«Almeno 80mila euro a chi va via»

22 Gennaio 2018

Atessa, incentivi all’esodo in Honeywell: Fiom pronta ad occupare la fabbrica

ATESSA. È pronta ad «azioni sindacali eclatanti», come l’occupazione della fabbrica, la Fiom, che sta trattando con l’azienda e le altre sigle sindacali la fase delicatissima della post-vertenza Honeywell, durata due mesi e terminata con la comunicazione da parte dell’azienda che la fabbrica dei turbocompressori chiuderà per sempre il prossimo 2 aprile. La Fiom ha mal digerito la recente comunicazione, da parte dei vertici aziendali locali, che l’incentivo all’esodo che la casa madre sarebbe disposta a concedere ai dipendenti, i quali dovessero lasciare da subito lo stabilimento, è di «appena 58mila euro». «Una cifra irrisoria, offensiva», commenta il segretario provinciale Davide Labbrozzi, «che ci porta a ragionare anche su una possibile reazione sindacale forte.
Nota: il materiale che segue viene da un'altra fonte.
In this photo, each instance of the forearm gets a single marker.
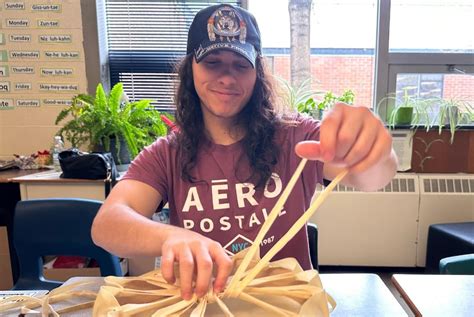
(375, 177)
(126, 233)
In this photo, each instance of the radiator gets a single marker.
(389, 227)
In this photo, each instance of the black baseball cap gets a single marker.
(224, 26)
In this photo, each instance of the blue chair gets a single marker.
(57, 226)
(459, 264)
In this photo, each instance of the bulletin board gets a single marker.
(42, 60)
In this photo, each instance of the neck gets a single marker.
(224, 131)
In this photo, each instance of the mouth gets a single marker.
(226, 92)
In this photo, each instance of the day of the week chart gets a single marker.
(55, 38)
(23, 86)
(59, 87)
(4, 86)
(6, 103)
(17, 23)
(56, 71)
(52, 54)
(27, 103)
(46, 7)
(22, 69)
(19, 38)
(10, 5)
(48, 23)
(24, 54)
(57, 102)
(3, 71)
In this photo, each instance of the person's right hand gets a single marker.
(196, 256)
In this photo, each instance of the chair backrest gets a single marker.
(458, 264)
(313, 243)
(57, 226)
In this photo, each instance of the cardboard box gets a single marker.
(140, 265)
(6, 278)
(65, 274)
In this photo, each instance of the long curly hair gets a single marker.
(258, 118)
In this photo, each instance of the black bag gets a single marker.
(95, 165)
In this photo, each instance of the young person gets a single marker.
(224, 170)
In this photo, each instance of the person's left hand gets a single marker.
(350, 137)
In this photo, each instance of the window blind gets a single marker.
(145, 39)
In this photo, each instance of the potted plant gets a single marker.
(408, 110)
(305, 100)
(111, 123)
(452, 112)
(301, 98)
(330, 99)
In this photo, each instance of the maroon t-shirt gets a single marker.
(221, 204)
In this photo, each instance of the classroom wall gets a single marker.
(24, 130)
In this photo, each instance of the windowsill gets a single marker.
(434, 127)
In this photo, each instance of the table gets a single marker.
(437, 295)
(355, 294)
(49, 184)
(361, 295)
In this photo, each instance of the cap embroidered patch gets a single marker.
(227, 23)
(225, 27)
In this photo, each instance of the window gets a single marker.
(144, 40)
(373, 47)
(376, 47)
(343, 37)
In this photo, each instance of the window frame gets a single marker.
(388, 65)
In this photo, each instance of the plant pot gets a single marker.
(452, 113)
(403, 115)
(121, 154)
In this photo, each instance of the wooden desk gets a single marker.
(361, 295)
(437, 295)
(356, 295)
(48, 185)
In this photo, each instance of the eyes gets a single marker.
(213, 63)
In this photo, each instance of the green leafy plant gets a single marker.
(301, 98)
(93, 121)
(451, 112)
(429, 112)
(408, 110)
(330, 99)
(306, 100)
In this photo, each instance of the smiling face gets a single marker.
(224, 82)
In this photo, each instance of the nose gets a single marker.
(227, 76)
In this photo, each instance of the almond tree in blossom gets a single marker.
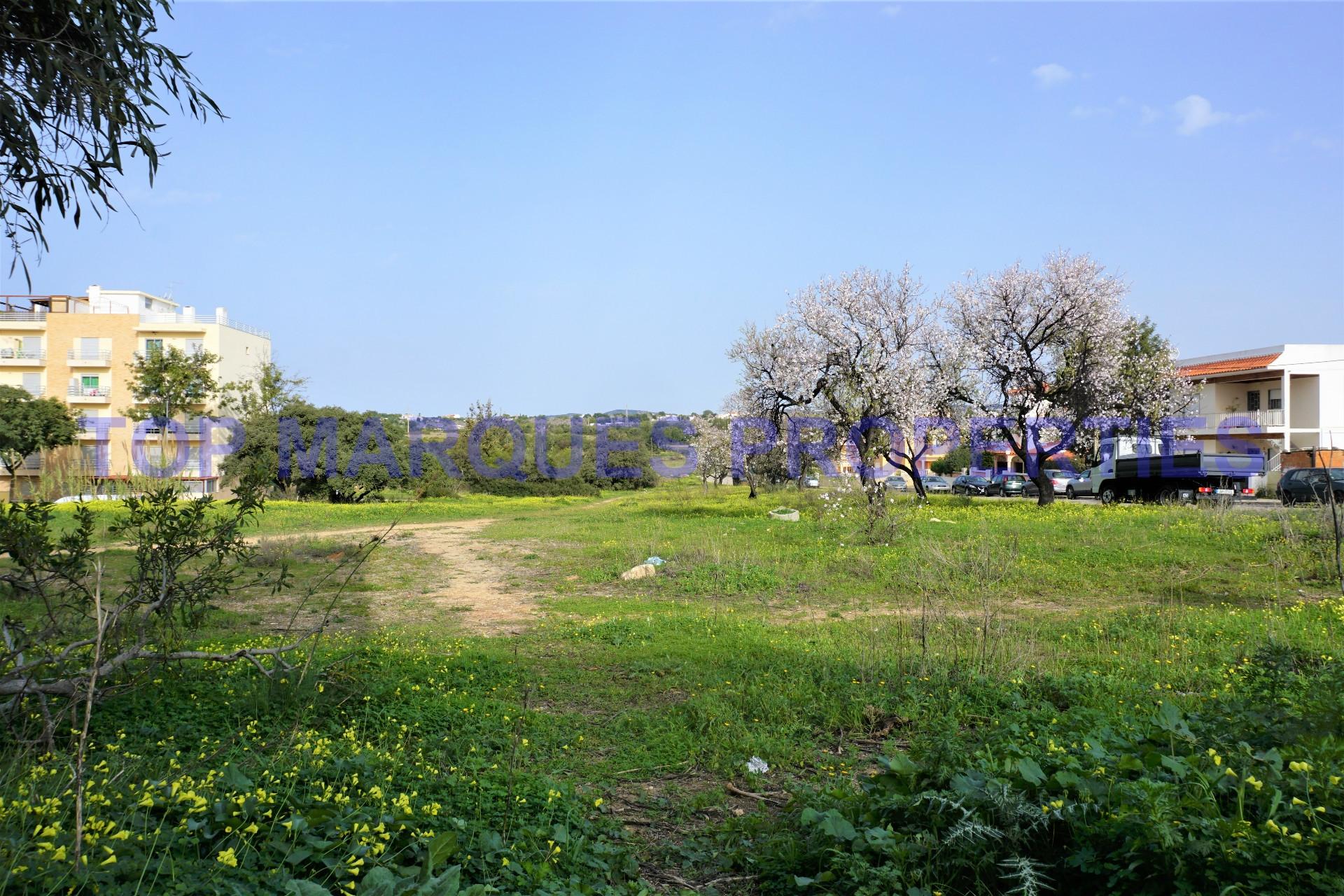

Abbiamo solo messo da parte l’ascia di guerra, non l’abbiamo sotterrata definitivamente». Per Labbrozzi «il minimo da cui si deve partire nella trattativa sui bonus da concedere ai dipendenti che perderanno per sempre il posto di lavoro in Honeywell, dopo decenni di impegno indefesso e sacrifici per l’azienda, è di 80mila euro, ovvero l’incentivo concesso dall’ultimo piano sociale dell’azienda. Si deve partire da lì e salire», ribadisce Labbrozzi, «ricordando che si sta spazzando via per sempre una fabbrica e un intero territorio». Nel frattempo si agisce a livello sindacale anche su altri due fronti: il prolungamento degli ammortizzatori sociali (pare che ci sia un’apertura dell’azienda a concedere altri 10 mesi di “aiuti” statali) e la reindustrializzazione del sito. Oggi è previsto l’incontro da parte dell’azienda con una cordata di imprenditori interessata a rilevare lo stabilimento e la forza operaia (o almeno una parte di essa), mentre domani si torna a parlare di incentivo all’esodo con i sindacati e le rsu di Fiom, Fim e Uilm. Il 30 gennaio è la volta, invece, del tavolo al Mise, voluto fortemente dal ministro Carlo Calenda e a cui partecipano le segreterie regionali e nazionali delle organizzazioni sindacali e il vice presidente della giunta regionale e assessore alle attività produttive Giovanni Lolli.